Media and online questions came quick, but they didn’t deter Brown from continuing what he believes necessary to strengthen his game. He explained, “I’m proud of myself because I’m not changing who I am just because the world may say this is strange, it’s unorthodox. I’m…not afraid to push myself in areas or pick up a book because we’re playing this masculine football game…As men, we gotta be strong, tough guys. I don’t believe that. I can lift weights all day but that doesn’t do nothing for me if my mental is not correct.”
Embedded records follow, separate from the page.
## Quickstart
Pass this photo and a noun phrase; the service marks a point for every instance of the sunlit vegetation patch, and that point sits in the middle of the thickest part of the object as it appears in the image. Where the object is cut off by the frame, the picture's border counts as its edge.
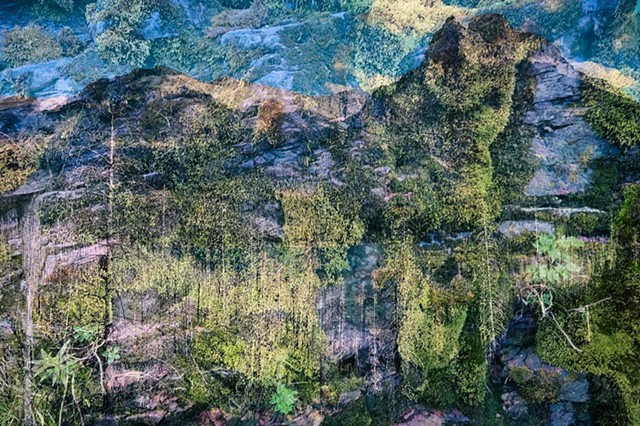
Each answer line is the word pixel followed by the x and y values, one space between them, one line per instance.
pixel 30 44
pixel 614 115
pixel 18 160
pixel 603 322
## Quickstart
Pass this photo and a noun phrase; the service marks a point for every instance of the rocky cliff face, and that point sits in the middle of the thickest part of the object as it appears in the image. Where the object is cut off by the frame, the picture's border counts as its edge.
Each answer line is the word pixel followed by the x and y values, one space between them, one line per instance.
pixel 157 172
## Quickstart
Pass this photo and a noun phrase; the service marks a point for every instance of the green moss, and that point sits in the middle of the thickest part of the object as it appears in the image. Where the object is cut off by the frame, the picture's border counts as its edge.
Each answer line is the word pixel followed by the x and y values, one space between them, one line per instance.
pixel 30 44
pixel 539 386
pixel 613 114
pixel 324 222
pixel 608 337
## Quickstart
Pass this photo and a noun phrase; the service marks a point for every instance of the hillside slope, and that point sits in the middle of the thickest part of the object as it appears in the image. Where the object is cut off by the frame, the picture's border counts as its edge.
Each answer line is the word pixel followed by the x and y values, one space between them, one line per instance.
pixel 178 251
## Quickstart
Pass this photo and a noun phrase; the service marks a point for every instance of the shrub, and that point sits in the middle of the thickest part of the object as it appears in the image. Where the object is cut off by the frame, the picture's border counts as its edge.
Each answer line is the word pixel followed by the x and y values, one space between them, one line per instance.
pixel 614 115
pixel 69 42
pixel 271 116
pixel 24 45
pixel 123 47
pixel 16 164
pixel 63 4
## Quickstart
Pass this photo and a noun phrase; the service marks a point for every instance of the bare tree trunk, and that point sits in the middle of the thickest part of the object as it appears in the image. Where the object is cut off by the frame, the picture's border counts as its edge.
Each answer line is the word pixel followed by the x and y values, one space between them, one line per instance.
pixel 32 268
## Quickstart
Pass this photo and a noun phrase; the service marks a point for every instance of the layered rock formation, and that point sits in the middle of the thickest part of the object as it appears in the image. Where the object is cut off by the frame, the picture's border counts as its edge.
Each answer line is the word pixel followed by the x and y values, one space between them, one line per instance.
pixel 204 176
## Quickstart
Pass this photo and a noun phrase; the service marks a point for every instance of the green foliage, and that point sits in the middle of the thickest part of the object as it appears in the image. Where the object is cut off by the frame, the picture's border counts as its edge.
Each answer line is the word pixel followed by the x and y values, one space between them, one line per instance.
pixel 284 399
pixel 539 386
pixel 557 265
pixel 85 334
pixel 626 226
pixel 112 354
pixel 606 326
pixel 17 162
pixel 614 115
pixel 321 221
pixel 66 5
pixel 30 44
pixel 59 368
pixel 122 42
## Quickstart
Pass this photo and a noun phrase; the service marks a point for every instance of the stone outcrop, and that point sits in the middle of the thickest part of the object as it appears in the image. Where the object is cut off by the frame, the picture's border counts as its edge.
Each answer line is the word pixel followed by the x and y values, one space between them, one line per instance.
pixel 563 143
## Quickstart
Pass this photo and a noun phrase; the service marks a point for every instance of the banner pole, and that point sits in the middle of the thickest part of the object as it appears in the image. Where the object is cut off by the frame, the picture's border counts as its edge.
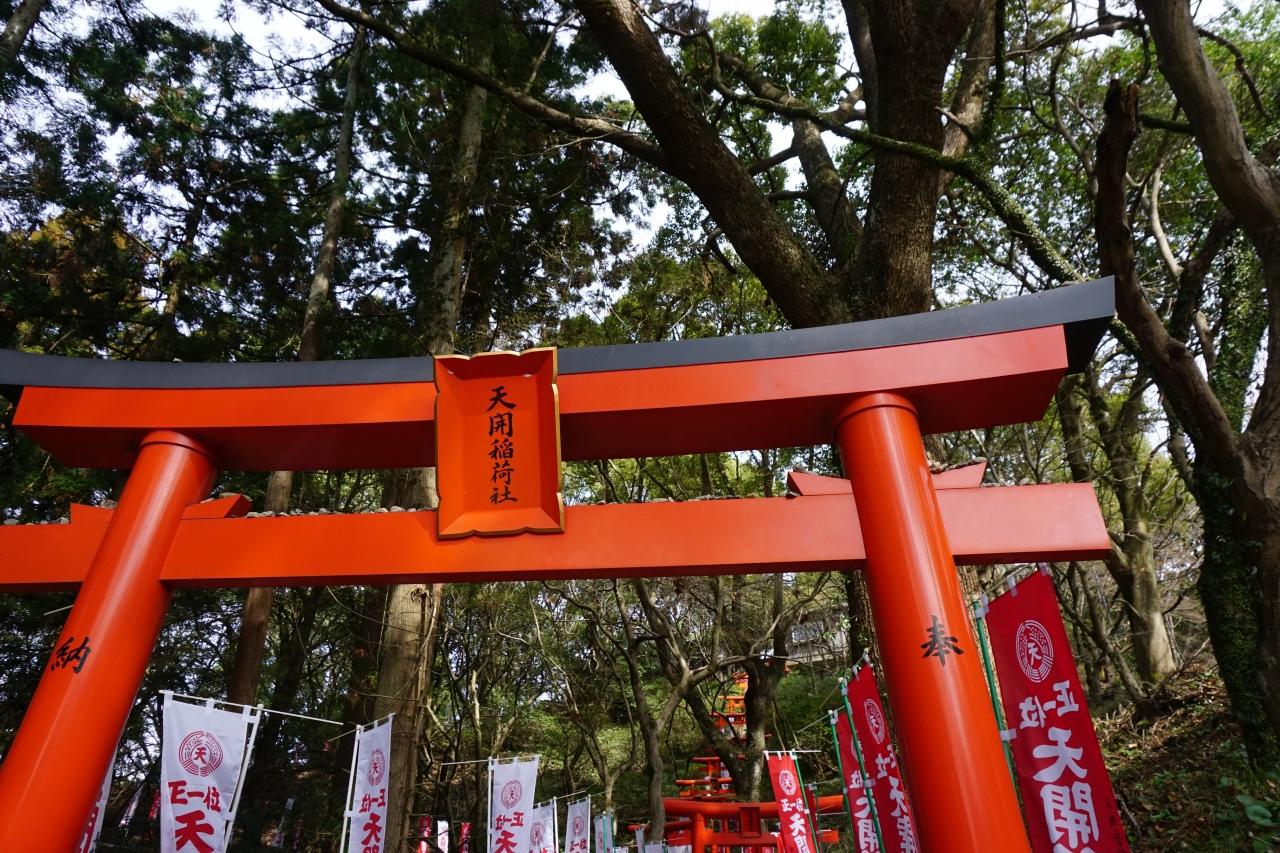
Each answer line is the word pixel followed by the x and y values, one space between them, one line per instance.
pixel 251 721
pixel 813 812
pixel 489 819
pixel 840 767
pixel 979 610
pixel 351 787
pixel 556 826
pixel 862 763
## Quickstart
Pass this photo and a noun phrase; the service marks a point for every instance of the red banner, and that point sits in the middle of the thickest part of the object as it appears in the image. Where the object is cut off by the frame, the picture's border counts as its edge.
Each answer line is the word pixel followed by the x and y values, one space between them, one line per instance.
pixel 1066 792
pixel 881 760
pixel 855 793
pixel 798 834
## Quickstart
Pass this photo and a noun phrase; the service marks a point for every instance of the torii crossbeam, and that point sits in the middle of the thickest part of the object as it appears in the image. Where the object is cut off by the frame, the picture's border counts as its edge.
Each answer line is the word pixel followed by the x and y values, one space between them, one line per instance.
pixel 872 388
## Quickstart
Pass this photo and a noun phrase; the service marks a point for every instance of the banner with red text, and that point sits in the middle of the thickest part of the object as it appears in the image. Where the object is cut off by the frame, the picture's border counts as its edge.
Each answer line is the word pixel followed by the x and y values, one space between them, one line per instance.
pixel 897 826
pixel 370 778
pixel 542 829
pixel 856 798
pixel 1066 792
pixel 204 757
pixel 794 817
pixel 577 826
pixel 511 802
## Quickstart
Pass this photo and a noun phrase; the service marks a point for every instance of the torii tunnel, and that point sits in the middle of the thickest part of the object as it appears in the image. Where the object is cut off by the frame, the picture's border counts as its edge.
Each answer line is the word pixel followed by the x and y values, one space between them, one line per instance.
pixel 872 388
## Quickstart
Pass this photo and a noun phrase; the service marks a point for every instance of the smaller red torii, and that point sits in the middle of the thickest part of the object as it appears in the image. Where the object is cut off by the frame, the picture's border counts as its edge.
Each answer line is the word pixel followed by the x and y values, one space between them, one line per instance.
pixel 872 388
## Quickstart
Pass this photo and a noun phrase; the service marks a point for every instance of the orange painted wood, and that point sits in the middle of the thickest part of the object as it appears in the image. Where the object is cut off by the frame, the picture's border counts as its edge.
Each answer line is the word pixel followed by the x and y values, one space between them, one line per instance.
pixel 818 533
pixel 950 751
pixel 741 405
pixel 968 477
pixel 53 771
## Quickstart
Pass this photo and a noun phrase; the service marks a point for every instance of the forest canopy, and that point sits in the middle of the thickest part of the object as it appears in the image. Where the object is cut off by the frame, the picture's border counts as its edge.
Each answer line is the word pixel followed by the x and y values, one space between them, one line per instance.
pixel 301 181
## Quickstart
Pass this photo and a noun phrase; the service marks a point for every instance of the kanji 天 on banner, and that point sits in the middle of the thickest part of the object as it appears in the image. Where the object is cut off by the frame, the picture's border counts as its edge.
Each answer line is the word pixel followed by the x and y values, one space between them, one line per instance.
pixel 794 816
pixel 542 829
pixel 370 778
pixel 577 826
pixel 856 797
pixel 511 801
pixel 881 761
pixel 204 751
pixel 1066 792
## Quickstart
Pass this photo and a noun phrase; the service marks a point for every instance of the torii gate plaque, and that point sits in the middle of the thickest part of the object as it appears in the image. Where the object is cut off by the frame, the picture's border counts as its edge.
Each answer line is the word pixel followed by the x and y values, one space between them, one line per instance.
pixel 871 387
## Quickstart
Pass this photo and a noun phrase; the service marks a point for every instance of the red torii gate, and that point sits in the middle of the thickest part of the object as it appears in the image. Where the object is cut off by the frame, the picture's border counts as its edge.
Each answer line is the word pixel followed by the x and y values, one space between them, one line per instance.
pixel 871 387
That quick-take footage went viral. It shot Inner Excellence to number one on Amazon’s bestseller list overnight. Criticism fell away, and Eagles fans posted thanks to Brown for opening their eyes to something new.
While the odds of rising to such status and prosperity were incalculably low, the Gilded Age prompted countless ordinary Americans to dream of more.
New Thought Philosophy
Today’s professional football has earmarks of rags-to-riches. Through hard work, determination and maybe a bit of luck, NFL players can achieve extraordinary success and often great wealth. It’s a fantastical picture of the American Dream manifesting for few but inspiring many—and an aspiration with origins in the Gilded Age.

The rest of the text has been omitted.